Jakarta – Salah satu hasil Sidang Paripurna Dewan Energi Nasional (DEN) yang dipimpin Presiden Jokowi (Selasa 20/4/2021) memutuskan untuk menyetop impor BBM dan LPG pada tahun 2030.
Menurut Anggota Komisi VII DPR RI, Mulyanto, keputusan tersebut sangat tepat meski bukan hal baru. Mengingat tekanan defisit transaksi berjalan dari impor migas, khususnya BBM dan LPG sangat kuat.
Mulyanto berharap niat ini dapat dijalankan sungguh-sungguh dan bukan sekedar pepesan kosong. Pemerintah harus berani menghadapi mafia migas yang selama ini mencari untung dari impor migas tersebut.
Tanpa kesungguhan dan komitmen kuat, kata Mulyanto, mustahil niat ini akan terwujud. Apalagi Pemerintahan Jokowi akan berakhir pada tahun 2024.

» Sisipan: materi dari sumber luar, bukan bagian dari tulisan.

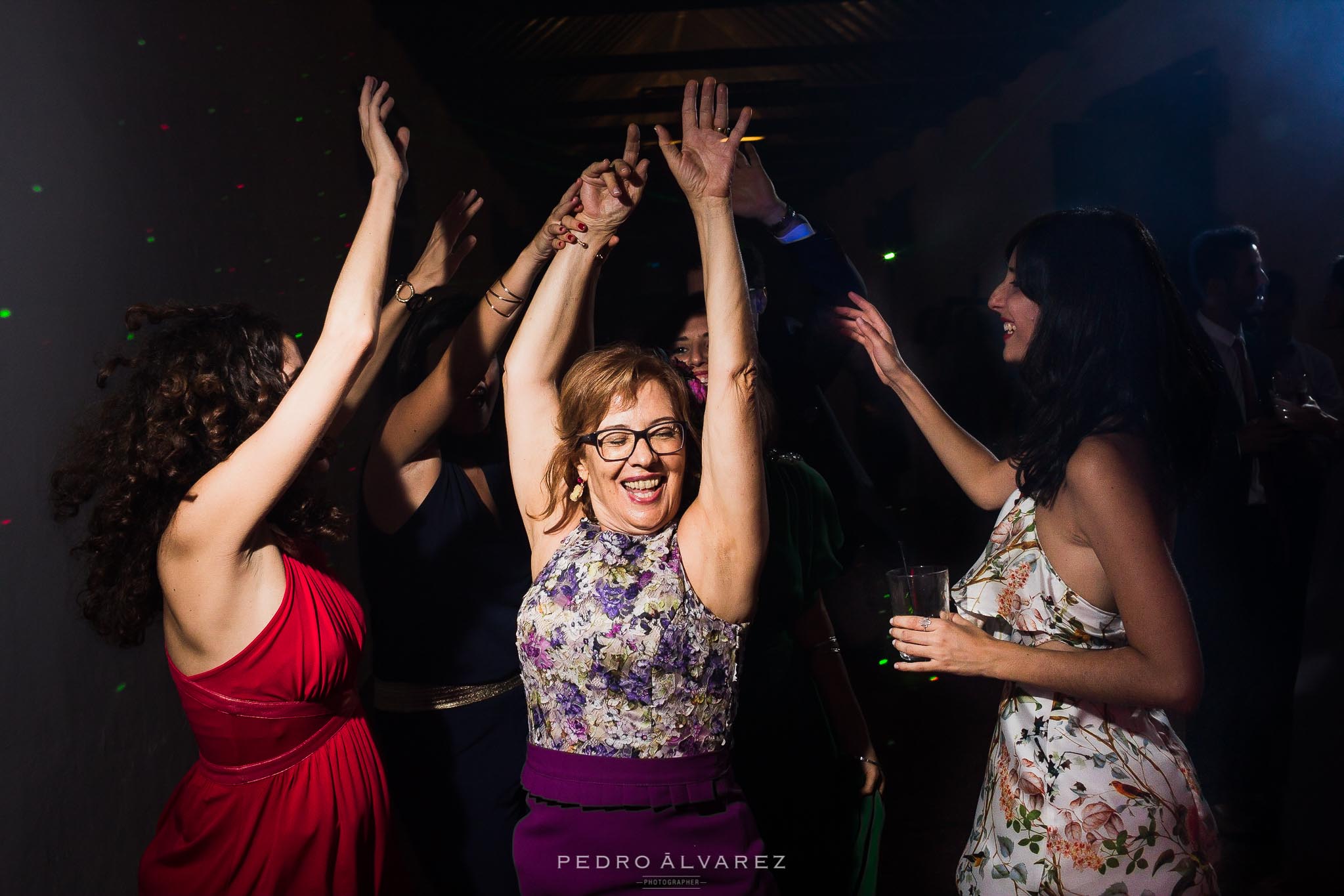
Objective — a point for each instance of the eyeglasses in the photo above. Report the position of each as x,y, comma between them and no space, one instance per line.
617,442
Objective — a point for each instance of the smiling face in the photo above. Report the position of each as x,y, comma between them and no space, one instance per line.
1019,314
643,494
693,345
472,416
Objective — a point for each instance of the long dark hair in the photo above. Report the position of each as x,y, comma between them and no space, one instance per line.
1112,352
202,382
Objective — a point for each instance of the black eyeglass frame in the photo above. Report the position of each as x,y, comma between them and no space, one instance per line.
593,438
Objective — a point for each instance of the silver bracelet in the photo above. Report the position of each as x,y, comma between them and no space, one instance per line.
827,644
508,292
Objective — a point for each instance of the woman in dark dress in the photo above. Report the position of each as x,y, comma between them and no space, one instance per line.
444,559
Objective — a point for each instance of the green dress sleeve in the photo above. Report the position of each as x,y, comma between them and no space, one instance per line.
806,535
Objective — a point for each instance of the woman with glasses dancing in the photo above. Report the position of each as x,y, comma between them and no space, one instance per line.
444,562
630,636
1075,603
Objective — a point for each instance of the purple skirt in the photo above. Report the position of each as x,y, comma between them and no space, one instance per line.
604,825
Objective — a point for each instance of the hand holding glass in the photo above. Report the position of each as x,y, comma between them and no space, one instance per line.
919,591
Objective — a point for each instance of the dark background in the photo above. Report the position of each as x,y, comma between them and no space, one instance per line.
209,152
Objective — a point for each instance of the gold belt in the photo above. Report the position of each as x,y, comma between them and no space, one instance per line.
401,696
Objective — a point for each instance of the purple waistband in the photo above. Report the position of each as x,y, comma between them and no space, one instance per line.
608,781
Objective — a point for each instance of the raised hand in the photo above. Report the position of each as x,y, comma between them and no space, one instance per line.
609,190
703,164
386,155
559,223
866,326
446,247
753,191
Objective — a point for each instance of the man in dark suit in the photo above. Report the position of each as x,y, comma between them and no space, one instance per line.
1232,553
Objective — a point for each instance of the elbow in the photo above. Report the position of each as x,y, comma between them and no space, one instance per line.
1183,692
357,340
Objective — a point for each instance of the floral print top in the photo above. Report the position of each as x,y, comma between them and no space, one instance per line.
1079,797
620,657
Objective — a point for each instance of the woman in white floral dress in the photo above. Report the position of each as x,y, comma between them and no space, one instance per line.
1088,789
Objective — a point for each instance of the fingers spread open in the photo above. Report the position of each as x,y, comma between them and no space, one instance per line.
593,174
687,106
739,129
632,144
706,116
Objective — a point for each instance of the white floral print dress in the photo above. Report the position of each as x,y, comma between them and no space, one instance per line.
1079,797
620,657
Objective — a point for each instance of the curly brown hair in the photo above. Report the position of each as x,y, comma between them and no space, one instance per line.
199,386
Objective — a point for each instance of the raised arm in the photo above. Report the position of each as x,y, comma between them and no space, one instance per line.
986,480
724,532
437,265
536,360
226,507
418,417
1110,496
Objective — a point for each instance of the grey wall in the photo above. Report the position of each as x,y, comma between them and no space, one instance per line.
92,736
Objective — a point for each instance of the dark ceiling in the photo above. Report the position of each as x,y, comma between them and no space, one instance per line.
833,83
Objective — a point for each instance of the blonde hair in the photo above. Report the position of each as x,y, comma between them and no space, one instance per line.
596,379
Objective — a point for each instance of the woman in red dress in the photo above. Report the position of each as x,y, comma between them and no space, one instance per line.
201,475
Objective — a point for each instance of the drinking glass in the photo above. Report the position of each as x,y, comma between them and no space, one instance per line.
919,591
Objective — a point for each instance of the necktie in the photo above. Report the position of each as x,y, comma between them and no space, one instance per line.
1250,398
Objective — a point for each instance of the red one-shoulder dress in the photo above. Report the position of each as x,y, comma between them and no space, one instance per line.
288,794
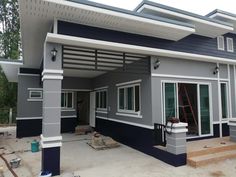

“Ada empat PR besar Pemerintah untuk mencapai swasembada migas tersebut; meningkatkan lifting migas, membangun kilang baru, konversi BBM dan LPG, serta tingkatkan penghematan migas.
Keempat upaya ini terlihat masih berjalan bisnis as usual, alias jalan di tempat. Belum ada hasil-hasil yang mengejutkan,” ujar Mulyanto dalam keterangan tertulisnya, Kamis, 22/4/2021.
Soal target lifting minyak misalnya. Mulyanto melihat target yang ditetapkan bukannya naik malah terus anjlok. Sementara realisasi lifting tahunan sering kali tidak tercapai, termasuk di masa sebelum pandemi Covid-19.
“Target lifting 1 juta barel minyak per hari (bph) di tahun 2030 terkesan sekedar wacana, karena investasi di sektor ini tidak beranjak naik,” imbuh Mulyanto.
Berdasarkan data Satuan Kerja Khusus Pelaksana Kegiatan Usaha Hulu Minyak dan Gas Bumi (SKK Migas) pada 2020, realisasi investasi hulu migas hanya mencapai US$10,21 miliar dari target sepanjang tahun sebesar US$12,10 miliar. Pola yang sama seperti tahun-tahun sebelumnya.
Dalam kurun waktu tiga tahun terakhir dari 2018-2020, tren Penerimaan Negara Bukan Pajak (PNBP) di migas terus turun per tahunnya, bahkan pada 2020 untuk minyak bumi turun sebesar 51,7 persen dan gas bumi turun 65,6 persen.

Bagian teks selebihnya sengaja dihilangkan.